By Thomas R. Insel, Pamela Y. Collins, and Steven E. Hyman
Four years ago, a team of scholars from the Harvard School of Public Health and the World Economic Forum prepared a report on the current and future global economic burden of disease. Science and medicine have made tremendous progress in combating infectious diseases during the past five decades, and the group noted that noncommunicable diseases, such as heart disease and diabetes, now pose a greater risk than contagious illnesses. In 2010, the report’s authors found, noncommunicable diseases caused 63 percent of all deaths around the world, and 80 percent of those fatalities occurred in countries that the World Bank characterizes as low income or middle income. Noncommunicable diseases are partly rooted in lifestyle and diet, and their emergence as a major risk, especially in the developing world, represents the dark side of the economic advances that have also spurred increased longevity, urbanization, and population growth. The scale of the problem is only going to grow: between 2010 and 2030, the report estimated, chronic noncommunicable diseases will reduce global GDP by $46.7 trillion.

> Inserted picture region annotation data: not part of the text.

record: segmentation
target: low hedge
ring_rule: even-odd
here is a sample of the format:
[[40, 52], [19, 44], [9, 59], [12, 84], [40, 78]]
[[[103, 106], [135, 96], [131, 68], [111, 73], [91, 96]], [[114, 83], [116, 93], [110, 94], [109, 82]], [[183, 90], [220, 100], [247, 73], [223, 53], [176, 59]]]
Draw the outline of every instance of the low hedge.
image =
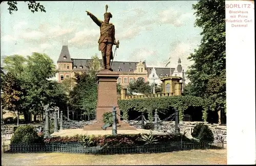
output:
[[[75, 143], [84, 141], [84, 138], [89, 137], [92, 141], [90, 147], [93, 146], [106, 146], [106, 147], [129, 147], [134, 146], [142, 146], [145, 144], [145, 141], [142, 140], [142, 135], [150, 135], [151, 134], [118, 134], [105, 135], [90, 135], [77, 134], [72, 136], [54, 137], [45, 139], [46, 144], [56, 143], [65, 144], [76, 144]], [[170, 141], [179, 141], [181, 140], [181, 136], [175, 136], [172, 134], [166, 135], [152, 135], [157, 143], [159, 144], [165, 143]], [[183, 136], [184, 141], [193, 142], [193, 141], [185, 136]]]

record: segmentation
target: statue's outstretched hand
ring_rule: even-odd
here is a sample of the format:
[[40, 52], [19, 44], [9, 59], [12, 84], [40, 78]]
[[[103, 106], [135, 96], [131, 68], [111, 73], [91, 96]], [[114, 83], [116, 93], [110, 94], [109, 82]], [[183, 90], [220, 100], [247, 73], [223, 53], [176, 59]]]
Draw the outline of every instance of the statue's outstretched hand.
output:
[[88, 15], [91, 15], [92, 14], [92, 13], [91, 13], [90, 12], [89, 12], [88, 11], [86, 11], [86, 12], [87, 13]]

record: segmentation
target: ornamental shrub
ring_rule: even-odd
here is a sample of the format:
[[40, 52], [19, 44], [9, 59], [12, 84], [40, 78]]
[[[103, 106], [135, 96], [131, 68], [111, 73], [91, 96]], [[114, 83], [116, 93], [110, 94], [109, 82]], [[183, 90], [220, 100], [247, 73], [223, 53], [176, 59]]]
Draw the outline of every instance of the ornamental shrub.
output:
[[214, 140], [214, 133], [207, 125], [203, 123], [197, 124], [194, 128], [191, 135], [199, 139], [200, 141], [212, 143]]
[[[105, 112], [103, 113], [103, 122], [104, 124], [109, 123], [110, 124], [113, 124], [113, 115], [112, 112]], [[118, 123], [118, 120], [117, 117], [116, 118], [116, 123]]]
[[146, 124], [144, 125], [144, 129], [145, 130], [154, 130], [154, 128], [155, 124], [154, 123], [147, 122]]
[[11, 138], [12, 144], [41, 144], [44, 135], [38, 135], [33, 126], [23, 125], [18, 127]]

These findings reflected a growing consensus among global health experts and economists. But the report did contain one big surprise: it predicted that the largest source of those tremendous future costs would be mental disorders, which the report forecast would account for more than a third of the global economic burden of noncommunicable diseases by 2030. Taken together, the direct economic effects of mental illness (such as spending on care) and the indirect effects (such as lost productivity) already cost the global economy around $2.5 trillion a year. By 2030, the team projected, that amount will increase to around $6 trillion, in constant dollars—more than heart disease and more than cancer, diabetes, and respiratory diseases combined.

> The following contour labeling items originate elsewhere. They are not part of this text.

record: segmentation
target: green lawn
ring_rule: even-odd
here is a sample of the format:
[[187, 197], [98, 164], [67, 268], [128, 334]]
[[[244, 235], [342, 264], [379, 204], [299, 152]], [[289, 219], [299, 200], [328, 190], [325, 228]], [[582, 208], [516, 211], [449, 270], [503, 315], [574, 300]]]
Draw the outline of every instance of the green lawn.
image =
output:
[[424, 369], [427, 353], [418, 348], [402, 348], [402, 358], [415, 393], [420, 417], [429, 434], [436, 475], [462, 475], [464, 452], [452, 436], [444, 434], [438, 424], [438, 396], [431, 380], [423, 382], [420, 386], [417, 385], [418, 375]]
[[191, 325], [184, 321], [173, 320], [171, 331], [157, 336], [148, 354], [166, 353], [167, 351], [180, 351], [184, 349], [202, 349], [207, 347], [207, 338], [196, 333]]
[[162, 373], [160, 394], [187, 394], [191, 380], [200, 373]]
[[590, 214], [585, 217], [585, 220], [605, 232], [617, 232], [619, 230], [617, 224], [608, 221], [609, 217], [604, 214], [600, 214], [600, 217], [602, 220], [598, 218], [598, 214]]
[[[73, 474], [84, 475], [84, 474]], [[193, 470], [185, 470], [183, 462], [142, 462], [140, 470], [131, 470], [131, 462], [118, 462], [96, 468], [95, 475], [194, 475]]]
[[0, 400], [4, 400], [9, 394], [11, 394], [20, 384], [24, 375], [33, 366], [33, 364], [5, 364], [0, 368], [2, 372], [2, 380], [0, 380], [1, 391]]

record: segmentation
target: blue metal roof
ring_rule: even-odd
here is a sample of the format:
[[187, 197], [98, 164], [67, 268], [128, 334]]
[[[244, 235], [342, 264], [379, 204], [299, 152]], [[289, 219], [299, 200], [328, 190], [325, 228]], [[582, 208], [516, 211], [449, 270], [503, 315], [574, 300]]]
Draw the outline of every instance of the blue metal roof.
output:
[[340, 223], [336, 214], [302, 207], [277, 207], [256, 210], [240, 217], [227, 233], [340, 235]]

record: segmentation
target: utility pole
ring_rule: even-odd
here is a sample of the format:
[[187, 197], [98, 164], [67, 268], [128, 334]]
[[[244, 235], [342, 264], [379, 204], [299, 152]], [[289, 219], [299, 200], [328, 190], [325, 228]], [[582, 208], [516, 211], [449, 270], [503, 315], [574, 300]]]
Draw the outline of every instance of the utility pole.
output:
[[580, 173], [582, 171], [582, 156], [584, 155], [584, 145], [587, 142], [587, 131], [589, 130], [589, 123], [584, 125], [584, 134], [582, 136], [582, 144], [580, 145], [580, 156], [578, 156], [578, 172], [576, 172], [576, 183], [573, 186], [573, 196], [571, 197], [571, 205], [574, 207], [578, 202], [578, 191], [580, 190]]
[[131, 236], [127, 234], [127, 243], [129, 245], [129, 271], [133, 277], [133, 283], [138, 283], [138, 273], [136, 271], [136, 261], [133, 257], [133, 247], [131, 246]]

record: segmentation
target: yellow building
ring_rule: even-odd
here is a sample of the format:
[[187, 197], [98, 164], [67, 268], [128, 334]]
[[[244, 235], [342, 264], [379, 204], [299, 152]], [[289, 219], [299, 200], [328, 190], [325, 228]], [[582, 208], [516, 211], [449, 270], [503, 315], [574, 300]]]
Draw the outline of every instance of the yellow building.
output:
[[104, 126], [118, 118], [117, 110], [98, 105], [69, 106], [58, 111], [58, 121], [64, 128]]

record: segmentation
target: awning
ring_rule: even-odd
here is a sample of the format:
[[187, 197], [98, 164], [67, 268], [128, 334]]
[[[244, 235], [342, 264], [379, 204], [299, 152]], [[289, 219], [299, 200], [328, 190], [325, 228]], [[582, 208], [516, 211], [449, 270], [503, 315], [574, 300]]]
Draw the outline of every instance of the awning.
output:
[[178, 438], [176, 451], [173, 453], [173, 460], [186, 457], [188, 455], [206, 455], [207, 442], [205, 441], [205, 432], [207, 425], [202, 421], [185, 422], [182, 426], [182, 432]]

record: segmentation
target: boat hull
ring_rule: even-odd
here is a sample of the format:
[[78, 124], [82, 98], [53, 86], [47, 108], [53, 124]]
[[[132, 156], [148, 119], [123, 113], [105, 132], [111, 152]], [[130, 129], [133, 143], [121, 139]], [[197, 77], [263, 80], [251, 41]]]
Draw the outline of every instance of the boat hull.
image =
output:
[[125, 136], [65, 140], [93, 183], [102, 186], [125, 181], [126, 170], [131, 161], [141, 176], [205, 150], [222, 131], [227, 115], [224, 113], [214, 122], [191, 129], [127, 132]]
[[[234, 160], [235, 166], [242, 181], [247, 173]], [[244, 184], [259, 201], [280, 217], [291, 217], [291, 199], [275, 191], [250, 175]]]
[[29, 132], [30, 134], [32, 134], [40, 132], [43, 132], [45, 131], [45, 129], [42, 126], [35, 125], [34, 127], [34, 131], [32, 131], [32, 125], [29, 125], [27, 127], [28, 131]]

These conclusions were dramatic and disturbing. Yet the report had virtually no impact on debates about public health policy, mostly because it did not manage to dislodge persistent and harmful misperceptions about mental illness. In wealthy countries, most people continue to view mental illness as a problem facing individuals and families, rather than as a policy challenge with significant economic and political implications. Meanwhile, in low-income and middle-income countries and within international organizations, officials tend to view mental illness as a “First World problem”; according to that view, worrying about mental health is a luxury that people living in severe poverty or amid violent conflict cannot afford…
…Finally, the international community needs to make a formal commitment to reducing the global economic burden of mental illness. Although mental illness affects the achievement of several of the UN’s MDGs, such as empowering women, reducing child mortality, improving maternal health, and reversing the spread of HIV, the goals made no mention of mental health. Now, the process of drafting successors to the MDGs, the so-called Sustainable Development Goals, is well under way. Mental health advocates involved in the process are pushing for the establishment of specific targets, including a ten percent reduction in suicide by 2020 and a 20 percent increase in treatment for severe mental disorders by the same date. These are achievable goals, but meeting them will require political will, public and private investment, and coordination among the health, financial, social-service, and educational sectors.
Such steps will go a long way toward reducing the damage mental disorders inflict on societies and economies all over the world. But for such measures to succeed, policymakers and experts must first pull mental illness out of the shadows and into the center of debates about global public health.